The problem begins when what they know becomes the boundary of what they believe self-defense is.
Not always deliberately. Not always dishonestly. But limited all the same.
My own direction has always been toward karate as a method of self-protection. I understand that karate can be practiced for many reasons, but this is the context I am speaking from here.
A teacher learns a certain way. They are taught a certain method. They spend years inside a particular view of karate, and over time that view begins to feel complete.
Then, when students seek self-defense, the teacher does not always begin by asking what self-protection actually requires.
They begin with what they know.
Whatever the background may be, fighting, competition, step-kumite drils, or kata application, it can all be made to wear the self-defense label if no one stops to ask whether it actually fits.
The method has not changed.
Only the label has.
I saw this clearly when I first came to the United States and taught at a local dojo.
The instructor spoke of his system with great confidence. It was presented as the “Cadillac of karate”, something powerful, direct, and complete.
But in practice, the self-defense being taught was really just fighting under another name.
Kata held little interest. Application was basic. The answer to most problems was to keep the hands up, use body weight, move forward, and fight harder.
For a certain kind of person, in a certain kind of situation, some of that may have value.
But it is not the whole of self-protection. And it certainly does not answer every problem a student may face.
The problem is not that fighting skills are useless.
The problem is when fighting becomes the only lens through which every problem is viewed.
And what happens when the problem is not a fight at all?
Self-protection may involve fighting, but it is not defined by fighting. Physical skill matters, of course, but so do awareness, avoidance, verbal skills, escape, positioning, decision-making, distance, intent, and knowing when not to engage.
If every answer is “keep your hands up and fight”, then many of those problems are never addressed.
This is where the instructor’s limits can quietly become the student’s curriculum.
They teach the syllabus. They repeat the drills. They use the language they were given. And because they have never been shown how to step outside that frame, the curriculum itself begins to define what they believe self-protection is.
That frame can become even tighter when the instructor is tied to a syllabus that must be followed exactly. If grades, recognition, and belonging are all built around repeating the same material in the same way, there may be little room to ask whether the method serves a different purpose.
The curriculum becomes the boundary, and anything outside it begins to feel like a departure from the art itself.
This is not the same as building a method around self-protection.
It is retrofitting.
The training and habits already exist. The preferred answers already exist. The instructor then tries to make them fit a context they may not have been designed for.
Sometimes that works.
Often, it does not.
And when it doesn’t, the student is left with a false picture of what they are being prepared for.
This is not unique to one style.
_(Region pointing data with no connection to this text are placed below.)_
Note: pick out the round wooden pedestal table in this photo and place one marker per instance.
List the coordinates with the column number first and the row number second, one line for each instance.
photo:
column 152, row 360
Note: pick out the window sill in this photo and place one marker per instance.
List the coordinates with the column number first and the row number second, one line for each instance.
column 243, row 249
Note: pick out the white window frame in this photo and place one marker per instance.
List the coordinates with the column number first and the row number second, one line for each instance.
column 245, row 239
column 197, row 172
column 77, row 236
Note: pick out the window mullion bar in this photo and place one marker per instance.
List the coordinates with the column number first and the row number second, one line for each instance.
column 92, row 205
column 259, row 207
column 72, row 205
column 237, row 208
It happens whenever an instructor takes the part of karate they know best and treats it as the whole answer.
Every instructor has a lens.
The danger is forgetting that it is only a lens.
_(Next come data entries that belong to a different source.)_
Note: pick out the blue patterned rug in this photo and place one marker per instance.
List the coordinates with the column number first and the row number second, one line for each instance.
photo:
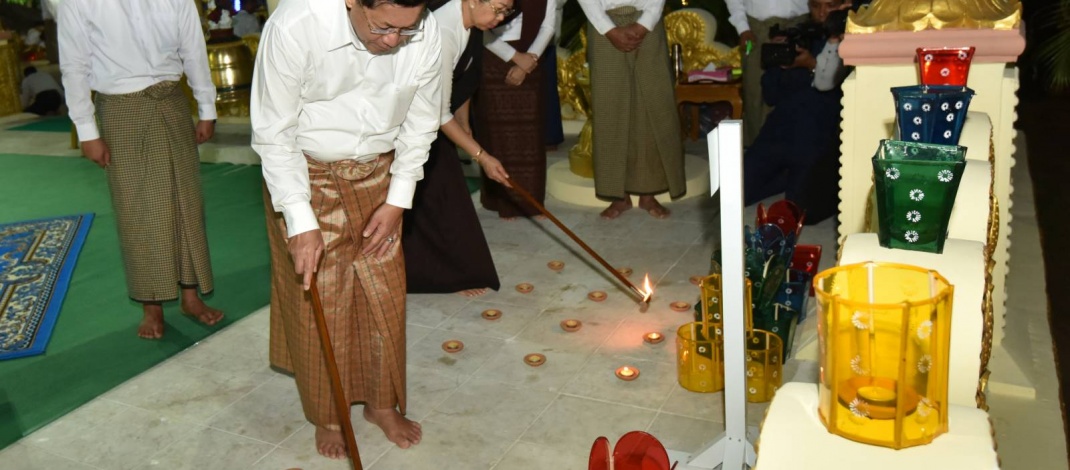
column 36, row 259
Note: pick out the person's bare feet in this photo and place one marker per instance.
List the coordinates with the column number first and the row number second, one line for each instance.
column 402, row 431
column 195, row 307
column 330, row 443
column 473, row 292
column 616, row 208
column 152, row 323
column 653, row 207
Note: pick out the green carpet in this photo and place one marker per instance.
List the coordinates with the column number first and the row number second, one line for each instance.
column 94, row 347
column 56, row 123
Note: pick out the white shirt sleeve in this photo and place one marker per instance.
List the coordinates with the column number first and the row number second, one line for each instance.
column 75, row 66
column 498, row 46
column 275, row 105
column 652, row 13
column 737, row 15
column 421, row 125
column 596, row 15
column 194, row 56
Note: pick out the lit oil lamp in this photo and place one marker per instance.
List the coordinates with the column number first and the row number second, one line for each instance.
column 571, row 324
column 534, row 360
column 627, row 374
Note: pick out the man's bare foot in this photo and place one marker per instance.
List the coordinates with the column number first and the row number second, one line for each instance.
column 473, row 292
column 330, row 443
column 402, row 431
column 616, row 208
column 653, row 207
column 152, row 323
column 194, row 306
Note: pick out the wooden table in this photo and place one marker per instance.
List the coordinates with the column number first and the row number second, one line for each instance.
column 703, row 93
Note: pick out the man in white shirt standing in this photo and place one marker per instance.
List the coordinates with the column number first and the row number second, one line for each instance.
column 139, row 130
column 346, row 104
column 753, row 19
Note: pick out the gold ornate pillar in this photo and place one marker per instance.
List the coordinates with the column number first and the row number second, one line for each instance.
column 881, row 43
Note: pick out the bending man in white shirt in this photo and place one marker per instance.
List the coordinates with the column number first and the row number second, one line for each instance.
column 132, row 54
column 346, row 103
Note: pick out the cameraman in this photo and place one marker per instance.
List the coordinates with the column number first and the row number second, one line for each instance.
column 797, row 150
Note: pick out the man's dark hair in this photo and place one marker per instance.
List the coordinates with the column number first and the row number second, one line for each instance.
column 402, row 3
Self-protection has to begin with the problem, not the instructor’s preferred answer. The situation matters. So does the student, the likely threat, the possibility of escape, and the consequences that may follow.
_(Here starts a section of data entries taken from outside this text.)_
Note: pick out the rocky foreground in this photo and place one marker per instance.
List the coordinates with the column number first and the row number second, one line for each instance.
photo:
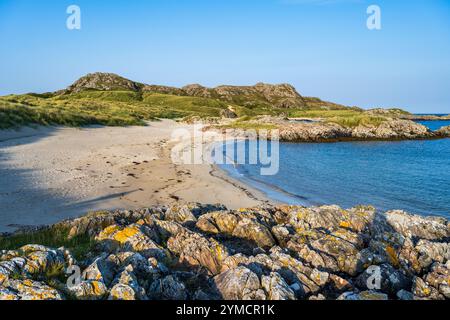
column 209, row 252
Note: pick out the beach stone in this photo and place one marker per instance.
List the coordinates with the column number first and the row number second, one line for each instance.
column 364, row 295
column 31, row 290
column 8, row 295
column 239, row 284
column 126, row 287
column 391, row 279
column 408, row 225
column 168, row 288
column 89, row 290
column 196, row 250
column 134, row 237
column 276, row 288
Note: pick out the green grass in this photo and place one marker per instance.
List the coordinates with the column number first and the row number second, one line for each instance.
column 112, row 108
column 125, row 108
column 357, row 120
column 52, row 237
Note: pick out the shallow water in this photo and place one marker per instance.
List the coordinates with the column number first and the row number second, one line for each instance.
column 409, row 175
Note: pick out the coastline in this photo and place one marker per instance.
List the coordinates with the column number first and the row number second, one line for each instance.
column 51, row 174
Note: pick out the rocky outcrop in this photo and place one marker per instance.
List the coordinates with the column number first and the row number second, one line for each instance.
column 209, row 252
column 322, row 131
column 103, row 82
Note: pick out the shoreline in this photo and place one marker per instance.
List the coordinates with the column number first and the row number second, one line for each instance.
column 111, row 173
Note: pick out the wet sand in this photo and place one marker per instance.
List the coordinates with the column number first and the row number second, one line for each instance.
column 49, row 174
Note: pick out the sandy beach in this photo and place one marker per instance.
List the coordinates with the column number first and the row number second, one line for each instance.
column 52, row 173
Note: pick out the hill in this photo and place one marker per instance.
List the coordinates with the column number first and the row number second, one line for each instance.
column 109, row 99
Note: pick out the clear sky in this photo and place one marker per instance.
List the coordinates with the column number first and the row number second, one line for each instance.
column 322, row 47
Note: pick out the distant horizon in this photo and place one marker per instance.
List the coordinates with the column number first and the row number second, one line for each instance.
column 323, row 48
column 228, row 84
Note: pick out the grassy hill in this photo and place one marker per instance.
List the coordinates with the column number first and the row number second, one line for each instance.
column 107, row 99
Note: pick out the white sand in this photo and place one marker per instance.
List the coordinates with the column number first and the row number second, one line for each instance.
column 49, row 174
A child being bullied does not have the same needs as an adult facing a sudden assault. A person being grabbed does not face the same problem as someone choosing to stay in a consensual fight.
The context changes, and if the context changes, the answer should change too.
Respecting our teachers does not mean freezing their answers in place. We can value what we were given and still recognize its limits.
Sometimes the most honest thing an instructor can say is, “This is what I was taught, but it is not enough by itself.”
That is not weakness.
It is responsibility.
Because the point is not to protect our own method from questioning.
The point is to protect the student.
If what we teach is truly for self-protection, then we have to be willing to look beyond what we were taught, beyond what we prefer, and beyond what worked for us.
Otherwise, we are not really teaching the student what they need.
We are teaching them the boundaries of our own knowledge, and calling it self-defense.